Plenty of companies are trying to cash in on the public’s interest in the royal baby. Out last week: “Happy Birthday, Royal Baby!” by Martha Mumford, a picture book about a royal birthday party with games such as “pass the peacock” and “pin the tail on the corgi.”
There’s even a website called WhatPrinceGeorgeWore.com, which documents every outfit he wears in public -- during the Australia trip, a pair of Rachel Riley overalls, and a white smocked sailboat romper suit by Les Petites Abeilles sold out almost immediately.
So far, George has been nothing but a huge PR boost for the royal family. Kate and William’s official tour of Australia with George in tow was a huge success, yielding numerous adorable photos of the royal baby petting various stuffed animals (“Bilby,” a marsupial, and a giant stuffed wombat) and eating his mother‘s hair. Royal protocol dictated that two heirs not travel together, but it had been breached 29 years before when Princess Diana and Prince Charles took William on their Australian trip. It was George’s first official public appearance since his October christening, and the British media, quick to seize on anything resembling a milestone, took note.

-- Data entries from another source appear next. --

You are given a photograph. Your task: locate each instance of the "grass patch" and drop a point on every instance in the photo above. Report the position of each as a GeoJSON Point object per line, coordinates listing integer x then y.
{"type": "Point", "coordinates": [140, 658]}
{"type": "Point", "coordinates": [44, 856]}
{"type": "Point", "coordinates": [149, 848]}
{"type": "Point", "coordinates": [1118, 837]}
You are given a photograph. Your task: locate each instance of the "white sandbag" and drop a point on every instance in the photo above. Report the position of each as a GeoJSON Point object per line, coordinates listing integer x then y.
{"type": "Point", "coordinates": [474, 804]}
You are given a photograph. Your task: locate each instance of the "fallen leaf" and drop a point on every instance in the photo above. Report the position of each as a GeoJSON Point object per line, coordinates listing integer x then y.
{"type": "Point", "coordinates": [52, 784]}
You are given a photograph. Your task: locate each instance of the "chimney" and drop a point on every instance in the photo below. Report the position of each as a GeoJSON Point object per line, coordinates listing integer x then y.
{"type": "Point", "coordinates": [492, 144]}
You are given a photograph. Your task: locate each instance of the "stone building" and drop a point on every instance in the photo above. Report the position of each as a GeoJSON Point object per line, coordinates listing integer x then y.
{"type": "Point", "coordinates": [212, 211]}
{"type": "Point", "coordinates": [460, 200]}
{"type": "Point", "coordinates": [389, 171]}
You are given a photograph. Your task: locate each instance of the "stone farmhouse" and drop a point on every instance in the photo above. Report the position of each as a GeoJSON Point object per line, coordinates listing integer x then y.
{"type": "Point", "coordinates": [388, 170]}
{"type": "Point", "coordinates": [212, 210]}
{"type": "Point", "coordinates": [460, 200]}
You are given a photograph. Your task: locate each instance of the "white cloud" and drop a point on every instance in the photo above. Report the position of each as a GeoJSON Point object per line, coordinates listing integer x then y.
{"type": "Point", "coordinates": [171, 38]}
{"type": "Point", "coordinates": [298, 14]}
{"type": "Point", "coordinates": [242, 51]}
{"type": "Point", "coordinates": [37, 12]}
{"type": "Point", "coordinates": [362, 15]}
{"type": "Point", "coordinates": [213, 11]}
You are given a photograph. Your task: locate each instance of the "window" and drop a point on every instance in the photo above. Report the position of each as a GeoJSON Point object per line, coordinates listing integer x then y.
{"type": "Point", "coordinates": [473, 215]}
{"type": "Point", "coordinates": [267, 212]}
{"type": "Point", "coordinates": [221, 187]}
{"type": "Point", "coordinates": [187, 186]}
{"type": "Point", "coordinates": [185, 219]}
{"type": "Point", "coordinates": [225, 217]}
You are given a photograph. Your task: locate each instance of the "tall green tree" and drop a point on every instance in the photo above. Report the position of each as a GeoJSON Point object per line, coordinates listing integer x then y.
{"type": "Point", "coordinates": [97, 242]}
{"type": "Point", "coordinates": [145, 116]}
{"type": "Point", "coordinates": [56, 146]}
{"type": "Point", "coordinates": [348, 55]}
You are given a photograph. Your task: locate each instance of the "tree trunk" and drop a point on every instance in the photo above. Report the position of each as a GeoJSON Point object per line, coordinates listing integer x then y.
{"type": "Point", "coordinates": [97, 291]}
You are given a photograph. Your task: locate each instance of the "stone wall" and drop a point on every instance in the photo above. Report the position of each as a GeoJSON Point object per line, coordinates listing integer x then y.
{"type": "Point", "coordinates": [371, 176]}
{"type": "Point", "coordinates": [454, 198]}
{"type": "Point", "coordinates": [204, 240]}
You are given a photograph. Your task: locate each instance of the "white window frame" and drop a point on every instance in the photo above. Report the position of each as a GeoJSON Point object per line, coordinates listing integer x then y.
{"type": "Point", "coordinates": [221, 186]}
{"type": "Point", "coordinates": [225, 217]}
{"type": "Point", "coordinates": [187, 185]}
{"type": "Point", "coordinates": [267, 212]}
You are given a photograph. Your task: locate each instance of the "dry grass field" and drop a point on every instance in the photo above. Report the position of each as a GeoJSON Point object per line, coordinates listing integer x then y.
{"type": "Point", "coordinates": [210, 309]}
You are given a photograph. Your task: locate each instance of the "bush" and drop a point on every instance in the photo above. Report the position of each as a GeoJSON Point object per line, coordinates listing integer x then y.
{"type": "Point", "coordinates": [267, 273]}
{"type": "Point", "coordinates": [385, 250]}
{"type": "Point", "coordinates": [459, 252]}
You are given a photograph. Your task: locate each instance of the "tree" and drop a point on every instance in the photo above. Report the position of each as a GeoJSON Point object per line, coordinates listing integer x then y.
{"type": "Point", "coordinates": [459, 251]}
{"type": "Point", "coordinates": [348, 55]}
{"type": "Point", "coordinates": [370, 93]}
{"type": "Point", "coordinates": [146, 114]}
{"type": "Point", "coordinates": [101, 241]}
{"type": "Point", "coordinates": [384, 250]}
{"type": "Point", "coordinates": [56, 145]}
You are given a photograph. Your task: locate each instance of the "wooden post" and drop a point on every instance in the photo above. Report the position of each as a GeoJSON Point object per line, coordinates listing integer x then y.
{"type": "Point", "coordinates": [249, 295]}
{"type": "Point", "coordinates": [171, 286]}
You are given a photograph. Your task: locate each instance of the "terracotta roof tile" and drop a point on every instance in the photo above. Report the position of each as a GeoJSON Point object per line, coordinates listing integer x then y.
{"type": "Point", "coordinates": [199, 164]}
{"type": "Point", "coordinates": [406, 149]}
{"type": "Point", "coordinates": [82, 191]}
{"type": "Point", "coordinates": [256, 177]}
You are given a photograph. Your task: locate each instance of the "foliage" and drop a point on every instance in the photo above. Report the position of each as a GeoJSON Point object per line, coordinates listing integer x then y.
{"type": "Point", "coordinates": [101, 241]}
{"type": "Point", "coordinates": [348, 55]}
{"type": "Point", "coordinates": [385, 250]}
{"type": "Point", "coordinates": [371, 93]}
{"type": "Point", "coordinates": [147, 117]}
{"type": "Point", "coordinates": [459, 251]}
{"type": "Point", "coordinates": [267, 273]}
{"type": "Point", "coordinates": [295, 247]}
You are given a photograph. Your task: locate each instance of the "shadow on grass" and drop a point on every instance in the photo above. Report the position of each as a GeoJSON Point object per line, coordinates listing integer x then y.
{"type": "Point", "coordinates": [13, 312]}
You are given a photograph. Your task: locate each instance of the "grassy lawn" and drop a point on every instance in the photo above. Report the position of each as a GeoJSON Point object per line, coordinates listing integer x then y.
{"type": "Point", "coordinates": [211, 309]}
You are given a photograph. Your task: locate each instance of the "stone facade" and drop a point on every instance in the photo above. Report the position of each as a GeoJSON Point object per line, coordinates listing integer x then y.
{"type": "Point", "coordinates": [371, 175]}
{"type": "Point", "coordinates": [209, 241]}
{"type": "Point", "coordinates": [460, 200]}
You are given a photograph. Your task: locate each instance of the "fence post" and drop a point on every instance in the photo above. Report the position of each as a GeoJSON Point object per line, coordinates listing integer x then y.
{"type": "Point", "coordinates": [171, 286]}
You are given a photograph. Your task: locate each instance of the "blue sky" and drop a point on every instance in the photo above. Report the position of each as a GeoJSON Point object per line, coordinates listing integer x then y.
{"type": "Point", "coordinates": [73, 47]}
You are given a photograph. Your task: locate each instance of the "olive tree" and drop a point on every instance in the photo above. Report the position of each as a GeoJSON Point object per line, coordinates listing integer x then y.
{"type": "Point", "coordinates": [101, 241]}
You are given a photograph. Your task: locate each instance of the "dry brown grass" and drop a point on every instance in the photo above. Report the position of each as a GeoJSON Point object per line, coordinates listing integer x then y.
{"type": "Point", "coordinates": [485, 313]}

“A lifetime of royal duty for Prince George began on the rain-soaked tarmac of Wellington Airport,” the Daily Telegraph solemnly reported, adding that the baby prince looked “contented and fresh, if a little chilly with his bare legs.”
Those bare legs are gloriously chubby -- as a 1-year old baby’s should be -- although the ravenous royal appetite has produced “an extra fat roll,” Kate told 17-year-old Shannon Hunt while visiting Ayres Rock in Australia. But George is still not big enough to fit into his Spider-Man pajamas, the Duchess noted at another appearance back in Britain.
And he should be getting a good workout on his new Jupiduu “Blue Whale” slide, purchased on Amazon.UK from a German company.
How do we know this? Because the company emailed a press release to the media Thursday, recounting how it discovered that the order was from Kensington Palace. “After further research in various tabloids, the identity of the person placing the order became clear, and there were more indications that the Jupiduu slide is destined for the little heir to the throne, as he is the only baby in the palace at the moment,” said Ken Buschmann, the company’s founder.
No confirmation was forthcoming from Kensington Palace, but if the latest rumors are true, George won‘t be the only baby there much longer.